Barley flour vs Teff Minerals Content

Minerals are important for our body to function properly. We need only a small amount of minerals, so they are called micronutrients.

Some minerals, like iron, calcium, zinc, or iodine, are relatively hard to get on a plant-based diet, so it’s important to choose your foods thoughtfully. This part of the barley flour and teff comparison focuses on their mineral content.

Barley flour is a better source of calcium, copper, iron, magnesium, manganese, phosphorus, potassium, sodium, and zinc than teff.

On the other hand, teff is a higher amount of selenium.

Barley flour and teff contain the same amount of fluoride.

Check out the table below to learn how barley flour and teff compare when it comes to mineral content.

Barley flourTeff
Calcium32 mg180 mg
Copper0.343 mg0.81 mg
Iron2.68 mg7.63 mg
Magnesium96 mg184 mg
Manganese1.03 mg9.24 mg
Phosphorus296 mg429 mg
Potassium309 mg427 mg
Selenium37.7 µg4.4 µg
Sodium4 mg12 mg
Zinc2 mg3.63 mg

The Final Word

This article highlighted the similarities and differences between barley flour and teff.

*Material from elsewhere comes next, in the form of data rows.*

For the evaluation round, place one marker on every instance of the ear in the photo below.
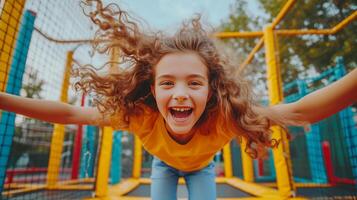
(152, 88)
(209, 95)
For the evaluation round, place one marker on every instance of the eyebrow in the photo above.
(190, 76)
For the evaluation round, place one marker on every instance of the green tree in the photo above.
(299, 54)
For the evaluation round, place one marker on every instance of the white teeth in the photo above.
(181, 109)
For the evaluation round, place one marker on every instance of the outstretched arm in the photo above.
(323, 102)
(51, 111)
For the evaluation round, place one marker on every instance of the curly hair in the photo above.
(231, 97)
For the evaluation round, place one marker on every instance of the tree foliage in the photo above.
(299, 54)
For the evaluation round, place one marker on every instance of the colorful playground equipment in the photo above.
(39, 160)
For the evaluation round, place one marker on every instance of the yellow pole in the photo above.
(58, 132)
(9, 20)
(281, 154)
(247, 163)
(287, 6)
(101, 190)
(137, 158)
(250, 57)
(227, 157)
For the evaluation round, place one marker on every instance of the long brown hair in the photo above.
(125, 91)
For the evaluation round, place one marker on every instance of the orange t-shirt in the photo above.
(196, 154)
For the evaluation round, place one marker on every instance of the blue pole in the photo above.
(13, 86)
(115, 167)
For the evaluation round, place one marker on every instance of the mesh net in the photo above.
(35, 40)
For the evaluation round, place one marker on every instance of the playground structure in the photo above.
(99, 163)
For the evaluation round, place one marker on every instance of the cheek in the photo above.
(162, 99)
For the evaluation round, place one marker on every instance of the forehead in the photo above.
(181, 64)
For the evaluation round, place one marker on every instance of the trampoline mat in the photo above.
(223, 190)
(338, 191)
(53, 195)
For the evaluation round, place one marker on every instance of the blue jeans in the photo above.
(200, 184)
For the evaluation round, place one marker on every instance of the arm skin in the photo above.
(323, 102)
(51, 111)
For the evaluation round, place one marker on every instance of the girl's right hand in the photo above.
(51, 111)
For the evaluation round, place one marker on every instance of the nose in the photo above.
(180, 94)
(181, 99)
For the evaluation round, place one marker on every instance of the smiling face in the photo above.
(181, 90)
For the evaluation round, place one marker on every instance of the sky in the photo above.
(165, 15)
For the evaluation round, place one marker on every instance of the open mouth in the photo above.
(181, 113)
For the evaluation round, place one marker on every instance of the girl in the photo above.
(178, 95)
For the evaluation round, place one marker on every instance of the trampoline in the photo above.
(99, 163)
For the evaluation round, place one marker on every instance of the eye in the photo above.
(166, 83)
(195, 83)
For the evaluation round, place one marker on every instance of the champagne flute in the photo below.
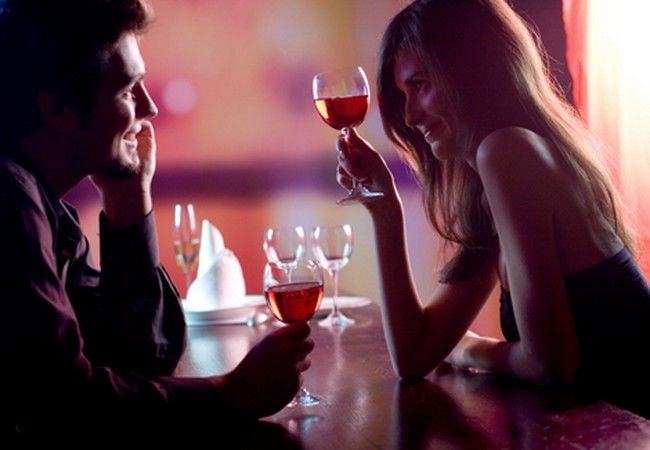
(332, 246)
(294, 296)
(284, 246)
(186, 240)
(341, 98)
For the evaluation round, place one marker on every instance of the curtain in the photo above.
(608, 56)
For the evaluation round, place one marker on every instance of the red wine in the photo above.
(294, 302)
(342, 112)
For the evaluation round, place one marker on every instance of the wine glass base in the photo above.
(303, 398)
(336, 320)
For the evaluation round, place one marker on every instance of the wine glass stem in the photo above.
(335, 292)
(188, 281)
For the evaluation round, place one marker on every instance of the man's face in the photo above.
(108, 141)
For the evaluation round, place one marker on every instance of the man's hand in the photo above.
(270, 374)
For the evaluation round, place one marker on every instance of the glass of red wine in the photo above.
(294, 297)
(341, 97)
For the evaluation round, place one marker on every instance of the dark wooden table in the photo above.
(366, 406)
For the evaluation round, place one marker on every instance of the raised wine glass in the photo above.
(332, 246)
(284, 246)
(186, 241)
(294, 297)
(341, 97)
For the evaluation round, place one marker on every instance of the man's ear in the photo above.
(56, 115)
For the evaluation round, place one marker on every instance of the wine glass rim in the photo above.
(341, 69)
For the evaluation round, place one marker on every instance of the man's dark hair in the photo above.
(60, 47)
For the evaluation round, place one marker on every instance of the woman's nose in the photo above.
(412, 112)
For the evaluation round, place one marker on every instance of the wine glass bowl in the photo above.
(186, 240)
(294, 296)
(332, 247)
(341, 98)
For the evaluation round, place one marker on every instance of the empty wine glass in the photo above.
(294, 297)
(186, 240)
(284, 246)
(332, 246)
(341, 98)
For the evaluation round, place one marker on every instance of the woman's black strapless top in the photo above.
(610, 303)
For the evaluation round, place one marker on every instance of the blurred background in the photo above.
(238, 135)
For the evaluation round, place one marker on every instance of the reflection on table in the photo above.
(367, 406)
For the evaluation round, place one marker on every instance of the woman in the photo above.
(510, 181)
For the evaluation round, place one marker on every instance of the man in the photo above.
(99, 346)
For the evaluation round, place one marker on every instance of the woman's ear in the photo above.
(55, 115)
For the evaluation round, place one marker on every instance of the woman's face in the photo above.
(425, 108)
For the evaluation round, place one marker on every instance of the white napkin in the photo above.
(219, 281)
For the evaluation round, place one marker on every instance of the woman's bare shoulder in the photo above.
(515, 150)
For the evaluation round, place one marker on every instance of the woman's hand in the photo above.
(357, 160)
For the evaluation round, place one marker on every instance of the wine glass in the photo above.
(341, 97)
(186, 240)
(332, 246)
(284, 246)
(294, 296)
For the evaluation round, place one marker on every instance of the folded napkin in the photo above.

Grains, also known as cereal grains, are an important source of nutrition for many people around the world. They are a rich source of carbohydrates, which provide energy for the body.

Whole grains contain important vitamins and minerals, such as B vitamins and iron. Whole grains, in particular, are high in dietary fiber and can help with digestion and weight management.

They may also have other health benefits, such as reducing the risk of heart disease, diabetes, and certain types of cancer.

Grains are also a staple food and an important source of food security in many parts of the world.